Второй суд, в конце декабря,  был чистой формальностью, однако на этот раз я наблюдал весьма печальные лица Алины Фёдоровны и Миланы Анатольевны, хотя и не испытывал никаких чувств. Мы вышли из зала суда вместе, и Милана предприняла последнюю попытку. Она сказала, что дома накрыт стол, имеется хороший армянский коньяк, и не следует ли нам обмыть это дело, а заодно и «прекратить дурачиться»? Я понял, что всё это время, они надеялись на другое решение нашего дела. И ещё я знал, что никаких совместных застолий, никаких возвращений, хотя бы и на один вечер, в «лоно семьи» быть никак не должно. Молоток уже стукнул. Я, насколько умел, вежливо отказался и пошёл своей дорогой.

Так закончилась моя первая попытка создания семьи. Неудачная попытка, в неудаче которой, собственно, никто виноват не был. Просто этого не должно было произойти вовсе. С самого начала все эти отношения носили искусственный характер, и я никого не винил и не оправдывал себя. Мне было хорошо оттого, что всё это, наконец, закончилось.
Мы стали гораздо реже видеться  с друзьями, которые, насколько мне было известно, продолжали периодически  навещать моих бывших родственников. В сущности, я был благодарен им за это, поскольку, мне было немного жаль Алину и Милану Анатольевну, которые, всё же возлагали на меня определённые надежды…
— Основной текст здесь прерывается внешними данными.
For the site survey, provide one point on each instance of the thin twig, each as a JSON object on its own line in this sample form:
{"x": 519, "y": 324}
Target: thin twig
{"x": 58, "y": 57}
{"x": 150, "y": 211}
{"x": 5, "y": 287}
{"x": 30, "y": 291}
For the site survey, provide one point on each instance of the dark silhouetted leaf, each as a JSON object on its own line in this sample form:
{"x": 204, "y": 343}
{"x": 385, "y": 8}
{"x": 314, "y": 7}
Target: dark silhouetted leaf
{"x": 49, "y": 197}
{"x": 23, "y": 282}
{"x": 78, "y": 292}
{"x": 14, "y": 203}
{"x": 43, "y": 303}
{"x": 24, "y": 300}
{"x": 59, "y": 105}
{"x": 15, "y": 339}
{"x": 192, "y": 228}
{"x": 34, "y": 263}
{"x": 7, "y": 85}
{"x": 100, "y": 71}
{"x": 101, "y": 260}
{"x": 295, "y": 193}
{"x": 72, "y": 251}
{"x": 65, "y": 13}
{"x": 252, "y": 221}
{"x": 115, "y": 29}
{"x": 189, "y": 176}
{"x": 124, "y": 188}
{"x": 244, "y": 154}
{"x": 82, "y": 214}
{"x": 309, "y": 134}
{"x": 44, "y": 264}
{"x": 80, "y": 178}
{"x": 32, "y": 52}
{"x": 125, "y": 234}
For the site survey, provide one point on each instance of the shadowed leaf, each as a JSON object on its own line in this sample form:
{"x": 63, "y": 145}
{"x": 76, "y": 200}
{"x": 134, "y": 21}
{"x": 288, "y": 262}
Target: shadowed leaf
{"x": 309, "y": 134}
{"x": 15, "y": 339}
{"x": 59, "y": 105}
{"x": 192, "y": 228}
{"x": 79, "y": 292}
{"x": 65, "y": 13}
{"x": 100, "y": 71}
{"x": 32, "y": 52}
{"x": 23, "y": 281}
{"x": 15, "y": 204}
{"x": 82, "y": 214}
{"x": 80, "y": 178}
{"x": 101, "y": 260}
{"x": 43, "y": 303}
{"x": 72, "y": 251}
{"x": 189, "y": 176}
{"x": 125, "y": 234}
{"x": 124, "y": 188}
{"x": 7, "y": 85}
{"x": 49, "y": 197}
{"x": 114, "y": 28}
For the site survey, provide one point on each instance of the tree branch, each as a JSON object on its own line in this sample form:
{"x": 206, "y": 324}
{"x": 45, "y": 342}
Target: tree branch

Моя жизнь уже потекла по иному  руслу. В начале января я вышел из здания городского ЗАГСа, где получил свидетельство о разводе, и с удовольствием вдохнул свежий, морозный воздух. Я был свободен! Сходил на центральный переговорный пункт  и сообщил об окончании  всех тревожных дел маме. Мне показалось, что на том конце провода послышался вздох облегчения. Мама поддерживала, как могла, меня в это нелёгкое время.
До встречи с будущей женой оставалось одиннадцать месяцев, но, как любят говорить у нас,  это уже совсем другая история.